From: Borislav Petkov
Date: Fri Apr 05 2019 - 12:59:09 EST


On Thu, Apr 04, 2019 at 10:03:13AM +0800, Baoquan He wrote:
> In memory region KASLR, __PHYSICAL_MASK_SHIFT is taken to calculate

What is "memory region KASLR"?

> the initial size of the direct mapping region. This is correct in
> the old code where __PHYSICAL_MASK_SHIFT was equal to MAX_PHYSMEM_BITS,
> 46 bits, and only 4-level mode was supported.
>
> Later, in commit:
> b83ce5ee91471d ("x86/mm/64: Make __PHYSICAL_MASK_SHIFT always 52"),
> __PHYSICAL_MASK_SHIFT was changed to be always 52 bits, no matter it's
> 5-level or 4-level.
>
> This is wrong for 4-level paging since it may cause randomness of KASLR
> being greatly weakened in 4-level. For KASLR, we compare the sum of RAM
> size and CONFIG_RANDOMIZE_MEMORY_PHYSICAL_PADDING with the size of the
> max RAM which can be supported by system, then choose the bigger one as
> the value to reserve space for the direct mapping region. The max RAM
> supported in 4-level is 64 TB according to MAX_PHYSMEM_BITS. However,
> here it's 4 PB in code to be compared with when __PHYSICAL_MASK_SHIFT is
> mistakenly used. E.g in a system owning 64 TB RAM, it will reserve 74 TB
> (which is 64 TB plus CONFIG_RANDOMIZE_MEMORY_PHYSICAL_PADDING). In fact
> it should reserve 64 TB according to the algorithm which is supposed to
> do. Obviously the extra 10 TB space should be saved to join randomization.

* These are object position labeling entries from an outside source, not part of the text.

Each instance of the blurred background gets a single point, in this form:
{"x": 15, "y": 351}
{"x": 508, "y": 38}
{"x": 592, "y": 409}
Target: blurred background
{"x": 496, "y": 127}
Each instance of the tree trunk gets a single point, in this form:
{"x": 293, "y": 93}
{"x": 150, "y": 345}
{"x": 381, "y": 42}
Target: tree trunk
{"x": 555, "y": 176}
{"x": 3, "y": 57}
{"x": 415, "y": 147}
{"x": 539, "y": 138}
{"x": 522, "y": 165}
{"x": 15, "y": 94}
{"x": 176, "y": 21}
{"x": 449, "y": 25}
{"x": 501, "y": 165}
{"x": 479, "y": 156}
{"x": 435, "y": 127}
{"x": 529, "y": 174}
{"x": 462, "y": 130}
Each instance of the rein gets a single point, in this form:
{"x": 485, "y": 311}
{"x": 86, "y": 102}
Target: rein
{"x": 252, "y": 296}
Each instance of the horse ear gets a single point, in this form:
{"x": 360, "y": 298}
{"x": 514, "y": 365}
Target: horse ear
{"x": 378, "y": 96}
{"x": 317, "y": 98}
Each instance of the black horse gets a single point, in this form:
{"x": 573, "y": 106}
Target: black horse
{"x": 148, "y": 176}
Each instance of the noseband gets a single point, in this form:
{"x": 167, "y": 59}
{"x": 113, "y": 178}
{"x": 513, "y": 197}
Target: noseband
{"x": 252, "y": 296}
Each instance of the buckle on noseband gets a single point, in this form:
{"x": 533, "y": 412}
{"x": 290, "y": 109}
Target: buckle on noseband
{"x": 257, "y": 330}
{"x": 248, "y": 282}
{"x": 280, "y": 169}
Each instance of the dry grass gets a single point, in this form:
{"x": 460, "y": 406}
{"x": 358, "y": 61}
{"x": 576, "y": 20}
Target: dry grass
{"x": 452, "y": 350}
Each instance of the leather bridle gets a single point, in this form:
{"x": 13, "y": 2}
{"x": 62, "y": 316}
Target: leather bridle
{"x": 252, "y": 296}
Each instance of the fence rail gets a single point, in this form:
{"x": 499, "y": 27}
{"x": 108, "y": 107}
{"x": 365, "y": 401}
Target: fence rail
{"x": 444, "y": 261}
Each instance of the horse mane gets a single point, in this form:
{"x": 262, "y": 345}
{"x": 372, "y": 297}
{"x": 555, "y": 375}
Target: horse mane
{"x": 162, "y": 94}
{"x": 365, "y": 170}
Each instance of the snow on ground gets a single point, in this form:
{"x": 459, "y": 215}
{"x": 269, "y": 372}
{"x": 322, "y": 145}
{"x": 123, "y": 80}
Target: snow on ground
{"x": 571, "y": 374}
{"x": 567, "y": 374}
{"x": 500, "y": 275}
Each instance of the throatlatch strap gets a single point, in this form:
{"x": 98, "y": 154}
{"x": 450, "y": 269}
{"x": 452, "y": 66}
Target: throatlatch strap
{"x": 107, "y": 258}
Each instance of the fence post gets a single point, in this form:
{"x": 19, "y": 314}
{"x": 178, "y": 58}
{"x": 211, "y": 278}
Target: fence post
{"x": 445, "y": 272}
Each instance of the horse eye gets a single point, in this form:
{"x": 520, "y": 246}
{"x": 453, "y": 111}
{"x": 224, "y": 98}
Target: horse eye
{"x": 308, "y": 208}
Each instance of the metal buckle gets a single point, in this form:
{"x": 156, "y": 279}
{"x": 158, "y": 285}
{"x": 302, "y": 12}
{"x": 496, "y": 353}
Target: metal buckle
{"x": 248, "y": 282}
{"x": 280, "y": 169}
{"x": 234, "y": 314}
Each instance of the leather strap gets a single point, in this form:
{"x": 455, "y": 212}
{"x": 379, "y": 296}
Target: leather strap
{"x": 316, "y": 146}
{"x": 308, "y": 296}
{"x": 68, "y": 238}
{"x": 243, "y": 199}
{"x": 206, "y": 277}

It is not a trivial situation you're trying to explain and that
paragraph is very very hard to understand. I can only rhyme up what
you're trying to say.

So please rewrite it using simple declarative sentences. Don't try to
say three things in one sentence but say one thing in three sentences.
Keep it simple.

Thx.

--
Regards/Gruss,
Boris.

Good mailing practices for 400: avoid top-posting and trim the reply.